Energie, Banken, Sozialwerke: Debatten um Kosten, Sicherheit und Digitalisierung
Parlamentarische Streitfragen um Kernkraft, neue Vorwürfe gegen die UBS, Pannen beim elektronischen Patientendossier und Millionenverluste bei der AHV prägen den politischen Diskurs.
Kurzfazit
Die Sitzungstage zeigen eine Schweiz in mehreren Querschnittsdebatten: Die Frage des AKW-Neubaus ist im Parlament neu offen, nachdem Argumente zu Versorgung und Kosten aufeinandertreffen. Die UBS steht wegen Handelsempfehlungen und Führungsfragen unter Druck. Gleichzeitig legen Pannen bei IT- und Sozialleistungen Schwachstellen der Verwaltung offen.
Artikel des Tages
Der Streit um das AKW-Neubauverbot hebt sich hervor: Parlamentarische Stimmen prüfen die Aufhebung des Verbots, gestützt auf Argumente zur Versorgungssicherheit, Kosten und volkswirtschaftlichem Nutzen. Diese Diskussion berührt Energiestrategie, Industriepreise und den fiskalpolitischen Spielraum.
Die drei wichtigsten Themen
1. AKW-Neubau und Energiesicherheit
Das Parlament rückt die Möglichkeit einer Aufhebung des Neubauverbots in den Fokus. Vertreter aus Wirtschaft und Teilen des Parlaments führen Versorgungssicherheit und langfristig tiefere Strompreise als Argumente an; Kritiker monieren fehlende Kostentransparenz und zweifeln an den Annahmen einschlägiger Studien.

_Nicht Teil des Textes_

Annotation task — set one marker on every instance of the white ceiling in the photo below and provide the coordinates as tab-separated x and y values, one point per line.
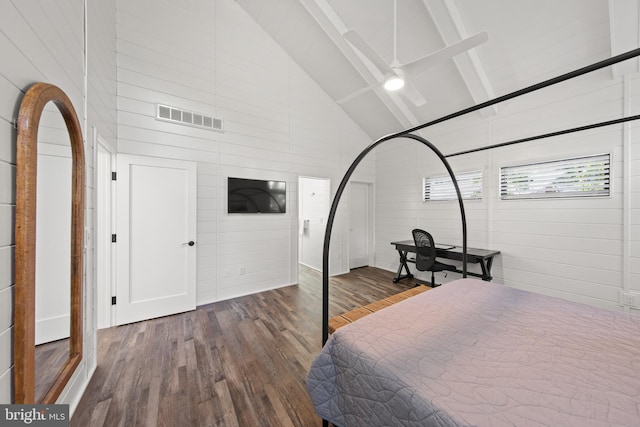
529	41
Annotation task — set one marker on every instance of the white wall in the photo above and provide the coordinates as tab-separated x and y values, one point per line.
572	248
314	207
45	41
277	125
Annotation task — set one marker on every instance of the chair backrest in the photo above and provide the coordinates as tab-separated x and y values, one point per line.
425	249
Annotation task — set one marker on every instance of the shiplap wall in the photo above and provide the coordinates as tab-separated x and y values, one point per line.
572	248
277	125
45	41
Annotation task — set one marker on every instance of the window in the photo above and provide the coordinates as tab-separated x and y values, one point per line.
577	177
441	187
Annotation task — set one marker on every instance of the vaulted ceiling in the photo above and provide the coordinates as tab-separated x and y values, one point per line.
528	41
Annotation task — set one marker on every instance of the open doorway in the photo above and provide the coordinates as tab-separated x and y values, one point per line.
104	165
313	209
360	224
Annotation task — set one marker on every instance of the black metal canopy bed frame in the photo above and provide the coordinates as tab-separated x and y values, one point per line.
361	377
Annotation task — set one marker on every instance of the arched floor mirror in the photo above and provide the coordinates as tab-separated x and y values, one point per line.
25	378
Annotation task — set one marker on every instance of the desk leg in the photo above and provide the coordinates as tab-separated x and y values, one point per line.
403	266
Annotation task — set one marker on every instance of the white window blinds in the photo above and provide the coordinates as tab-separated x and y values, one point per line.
576	177
441	187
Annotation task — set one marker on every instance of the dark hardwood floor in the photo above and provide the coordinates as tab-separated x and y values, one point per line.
241	362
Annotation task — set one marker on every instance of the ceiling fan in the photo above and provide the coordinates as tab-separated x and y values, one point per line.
394	73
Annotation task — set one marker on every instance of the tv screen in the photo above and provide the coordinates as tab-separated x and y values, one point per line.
256	196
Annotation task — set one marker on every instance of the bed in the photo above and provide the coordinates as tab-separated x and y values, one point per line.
478	353
473	353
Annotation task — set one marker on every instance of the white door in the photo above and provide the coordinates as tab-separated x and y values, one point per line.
104	227
359	225
156	232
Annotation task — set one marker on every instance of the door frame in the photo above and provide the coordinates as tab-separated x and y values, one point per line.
104	220
326	182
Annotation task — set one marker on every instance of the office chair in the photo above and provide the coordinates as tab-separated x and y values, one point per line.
426	255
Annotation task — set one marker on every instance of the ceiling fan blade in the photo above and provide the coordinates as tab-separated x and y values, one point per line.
410	92
359	43
421	65
356	93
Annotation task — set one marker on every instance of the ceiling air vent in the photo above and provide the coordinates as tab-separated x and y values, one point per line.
187	118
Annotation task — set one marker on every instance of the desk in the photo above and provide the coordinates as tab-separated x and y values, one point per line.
484	257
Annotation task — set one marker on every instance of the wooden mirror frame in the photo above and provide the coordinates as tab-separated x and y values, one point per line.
31	107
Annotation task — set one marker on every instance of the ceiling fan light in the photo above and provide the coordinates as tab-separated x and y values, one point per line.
393	82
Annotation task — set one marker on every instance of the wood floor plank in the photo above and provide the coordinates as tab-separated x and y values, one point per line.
241	362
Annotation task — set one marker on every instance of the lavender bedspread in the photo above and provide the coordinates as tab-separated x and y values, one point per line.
473	353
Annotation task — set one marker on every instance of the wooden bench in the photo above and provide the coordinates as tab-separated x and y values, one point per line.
355	314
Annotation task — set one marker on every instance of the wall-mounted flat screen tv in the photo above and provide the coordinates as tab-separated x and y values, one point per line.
256	196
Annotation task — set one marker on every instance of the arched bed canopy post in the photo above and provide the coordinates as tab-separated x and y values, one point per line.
407	134
334	208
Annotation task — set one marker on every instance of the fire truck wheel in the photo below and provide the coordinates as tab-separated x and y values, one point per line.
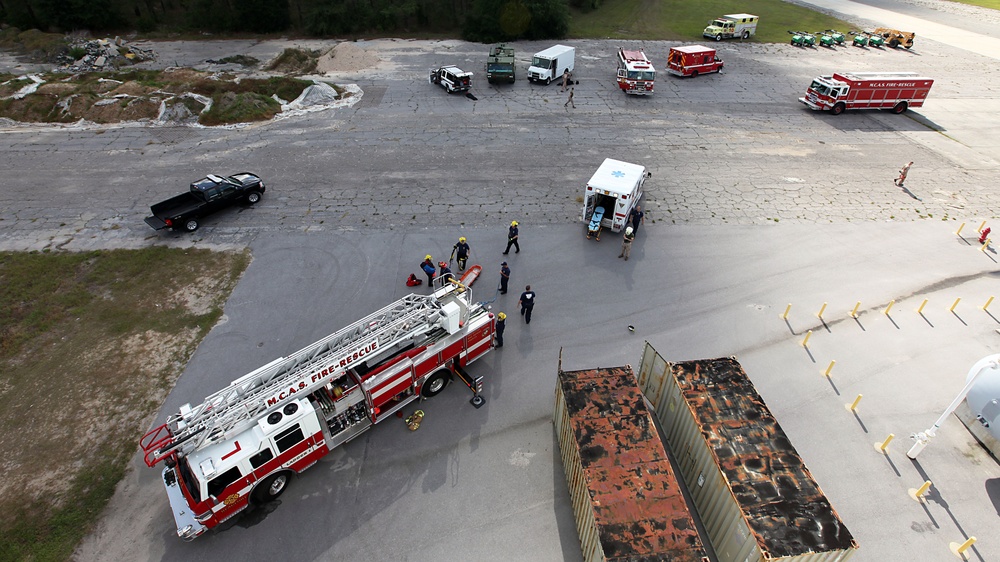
435	384
272	487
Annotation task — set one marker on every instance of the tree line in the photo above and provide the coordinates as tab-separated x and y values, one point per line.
473	20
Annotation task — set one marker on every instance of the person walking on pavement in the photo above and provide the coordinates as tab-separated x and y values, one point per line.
428	267
501	326
461	251
902	175
527	302
504	277
627	242
512	239
446	273
636	217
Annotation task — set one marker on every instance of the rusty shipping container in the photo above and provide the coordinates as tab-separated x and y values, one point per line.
752	490
627	502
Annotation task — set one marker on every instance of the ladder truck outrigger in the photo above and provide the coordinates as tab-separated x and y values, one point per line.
244	442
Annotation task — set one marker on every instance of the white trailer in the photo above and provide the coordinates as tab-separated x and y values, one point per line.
550	64
612	192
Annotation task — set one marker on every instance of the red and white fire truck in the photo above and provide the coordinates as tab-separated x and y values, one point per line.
243	443
897	91
636	74
692	60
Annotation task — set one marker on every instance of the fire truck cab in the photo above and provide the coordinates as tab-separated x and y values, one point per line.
636	74
897	91
243	443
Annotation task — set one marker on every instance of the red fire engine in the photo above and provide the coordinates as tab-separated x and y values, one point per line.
692	60
243	443
897	91
636	74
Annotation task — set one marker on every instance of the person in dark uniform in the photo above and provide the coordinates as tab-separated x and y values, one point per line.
428	267
512	239
527	302
504	277
636	217
501	326
461	251
446	273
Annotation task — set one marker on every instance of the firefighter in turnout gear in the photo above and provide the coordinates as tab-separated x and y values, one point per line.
461	252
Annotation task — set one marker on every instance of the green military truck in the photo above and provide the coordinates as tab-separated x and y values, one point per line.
500	64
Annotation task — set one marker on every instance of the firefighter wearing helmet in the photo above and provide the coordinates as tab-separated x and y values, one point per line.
627	243
446	274
512	239
501	325
428	267
461	251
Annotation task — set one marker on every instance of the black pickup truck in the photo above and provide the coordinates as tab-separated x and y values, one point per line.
206	196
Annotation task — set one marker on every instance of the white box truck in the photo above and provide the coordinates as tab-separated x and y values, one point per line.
548	65
610	195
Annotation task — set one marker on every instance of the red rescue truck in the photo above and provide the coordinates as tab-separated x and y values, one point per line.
635	73
692	60
897	91
243	443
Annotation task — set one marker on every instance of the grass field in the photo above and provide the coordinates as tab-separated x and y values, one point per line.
90	345
681	20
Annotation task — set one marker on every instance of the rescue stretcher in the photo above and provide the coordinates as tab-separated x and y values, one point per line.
594	229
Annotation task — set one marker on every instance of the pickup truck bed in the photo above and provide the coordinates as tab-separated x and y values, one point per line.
205	196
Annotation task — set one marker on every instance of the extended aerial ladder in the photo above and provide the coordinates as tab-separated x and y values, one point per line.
238	406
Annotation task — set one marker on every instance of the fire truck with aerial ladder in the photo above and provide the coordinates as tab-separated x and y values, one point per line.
896	91
636	74
243	443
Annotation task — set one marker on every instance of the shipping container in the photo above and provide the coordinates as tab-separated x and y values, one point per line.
753	492
627	502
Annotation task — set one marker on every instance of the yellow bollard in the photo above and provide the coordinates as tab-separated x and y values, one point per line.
854	405
959	549
828	369
919	493
881	447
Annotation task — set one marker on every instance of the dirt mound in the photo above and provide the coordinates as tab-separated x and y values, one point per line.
346	57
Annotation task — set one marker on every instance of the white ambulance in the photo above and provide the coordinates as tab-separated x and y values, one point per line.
610	195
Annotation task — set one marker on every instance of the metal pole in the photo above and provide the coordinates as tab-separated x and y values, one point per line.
921	439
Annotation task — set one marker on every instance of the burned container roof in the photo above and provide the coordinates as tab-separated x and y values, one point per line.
782	503
637	506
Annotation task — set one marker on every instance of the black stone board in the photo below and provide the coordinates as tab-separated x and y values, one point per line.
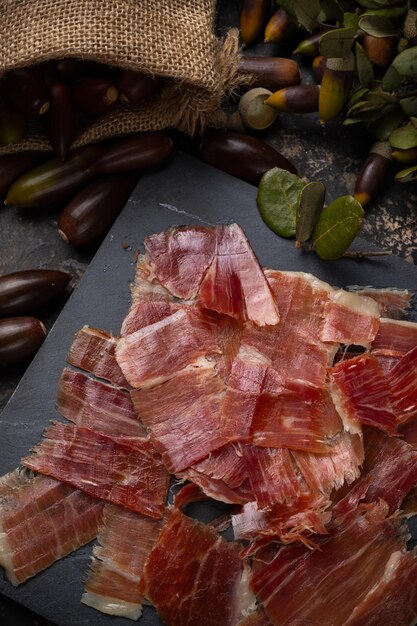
185	192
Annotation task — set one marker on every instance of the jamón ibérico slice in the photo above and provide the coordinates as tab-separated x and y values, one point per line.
350	319
393	599
125	539
133	477
155	353
336	577
41	521
389	473
182	415
325	472
103	408
193	576
361	394
299	418
93	351
402	380
179	258
234	283
392	303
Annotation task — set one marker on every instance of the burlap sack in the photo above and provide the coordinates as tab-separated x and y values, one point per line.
170	38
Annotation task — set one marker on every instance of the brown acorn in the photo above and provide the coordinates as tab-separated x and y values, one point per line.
94	96
270	72
240	155
20	338
374	173
29	290
253	16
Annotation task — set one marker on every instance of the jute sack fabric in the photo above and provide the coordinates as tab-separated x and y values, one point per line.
170	38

2. Bankenaufsicht und Governance der UBS
Inside Paradeplatz berichtet über Vorwürfe gegen die UBS: Die Bank habe Kunden zum Ausstieg aus bestimmten Private-Equity-Fonds geraten, was Kurseinbrüche mitverursacht habe, und interne Führungsprobleme im Private-Equity-Bereich werden thematisiert. Das belastet Vertrauen und stellt Fragen zur Verantwortung grossen Bankinstitute.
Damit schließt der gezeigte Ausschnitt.